Bild: Berlin so nah: Stettin, hier von der Oder aus gesehen
Ewa Maria Slaska steht am Bahnsteig, sie wartet auf einen Nachzügler. Kurz
vor Abfahrt des Zuges kommt er. Slaska ist erleichtert, weil der Nachzügler
das Gruppenticket bei sich hat. Auf Gleis 7 wartet bereits der
Regionalexpress mit Fahrziel Szczecin Główny. Slaska und ihre Gruppe
steigen ein. Dem Arbeitstreffen der Städtepartnerschaft
Kreuzberg-Friedrichshain mit Stettin steht nichts mehr im Weg.
Zwanzig Jahre ist es inzwischen her, dass ein paar Kreuzbergerinnen und
Kreuzberger damit begonnen haben, das Thema „Städtepartnerschaft“ neu zu
definieren.
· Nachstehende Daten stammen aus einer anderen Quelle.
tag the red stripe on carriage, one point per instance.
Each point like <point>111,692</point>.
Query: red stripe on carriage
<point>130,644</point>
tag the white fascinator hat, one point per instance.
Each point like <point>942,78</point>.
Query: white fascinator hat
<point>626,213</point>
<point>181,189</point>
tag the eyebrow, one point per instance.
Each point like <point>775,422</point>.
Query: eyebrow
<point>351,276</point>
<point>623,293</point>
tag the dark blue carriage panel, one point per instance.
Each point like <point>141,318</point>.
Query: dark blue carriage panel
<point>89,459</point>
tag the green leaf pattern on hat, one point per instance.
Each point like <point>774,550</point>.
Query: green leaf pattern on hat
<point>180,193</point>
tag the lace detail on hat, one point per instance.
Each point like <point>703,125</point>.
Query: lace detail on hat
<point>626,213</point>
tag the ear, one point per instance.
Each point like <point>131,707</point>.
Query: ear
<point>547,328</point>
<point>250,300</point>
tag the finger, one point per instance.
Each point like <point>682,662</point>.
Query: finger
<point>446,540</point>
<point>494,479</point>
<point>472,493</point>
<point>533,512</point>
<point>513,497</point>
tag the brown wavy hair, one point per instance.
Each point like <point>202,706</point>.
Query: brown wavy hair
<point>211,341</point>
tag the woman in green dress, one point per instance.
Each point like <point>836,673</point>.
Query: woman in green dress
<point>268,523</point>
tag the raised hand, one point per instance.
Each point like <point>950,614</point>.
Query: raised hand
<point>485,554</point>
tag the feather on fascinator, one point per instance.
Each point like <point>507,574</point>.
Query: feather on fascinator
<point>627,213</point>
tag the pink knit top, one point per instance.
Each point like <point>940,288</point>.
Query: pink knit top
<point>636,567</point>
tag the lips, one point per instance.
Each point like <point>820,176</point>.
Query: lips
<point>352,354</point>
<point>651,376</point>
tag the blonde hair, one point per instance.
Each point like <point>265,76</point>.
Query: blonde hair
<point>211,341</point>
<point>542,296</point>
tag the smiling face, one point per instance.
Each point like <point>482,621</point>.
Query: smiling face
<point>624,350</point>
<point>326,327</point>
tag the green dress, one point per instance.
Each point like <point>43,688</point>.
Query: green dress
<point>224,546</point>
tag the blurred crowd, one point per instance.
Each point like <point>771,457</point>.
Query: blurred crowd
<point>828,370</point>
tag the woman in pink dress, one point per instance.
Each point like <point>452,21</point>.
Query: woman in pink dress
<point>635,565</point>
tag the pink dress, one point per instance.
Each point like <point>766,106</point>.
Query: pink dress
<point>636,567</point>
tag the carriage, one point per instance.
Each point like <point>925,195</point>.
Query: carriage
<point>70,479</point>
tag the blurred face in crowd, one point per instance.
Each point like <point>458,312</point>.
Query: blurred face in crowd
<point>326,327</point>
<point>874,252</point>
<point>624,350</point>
Weniger bei offiziellen oder politischen Anlässen wollte man
sich treffen, sondern neue Kontakte knüpfen und sich im Alltag
kennenlernen. Eine Städtepartnerschaft von unten. Weil der Mauerfall noch
nicht lange her war, fiel die Wahl auf Stettin, sagt Folker Schmidt,
pensionierter Lehrer, während der Bahnfahrt. „Es gab welche, die wollten
eine Partnerschaft mit Breslau, aber die Wahl fiel auf Stettin, wohl auch,
weil es einfach näher liegt.“ Das Naheliegende war also erfolgreich.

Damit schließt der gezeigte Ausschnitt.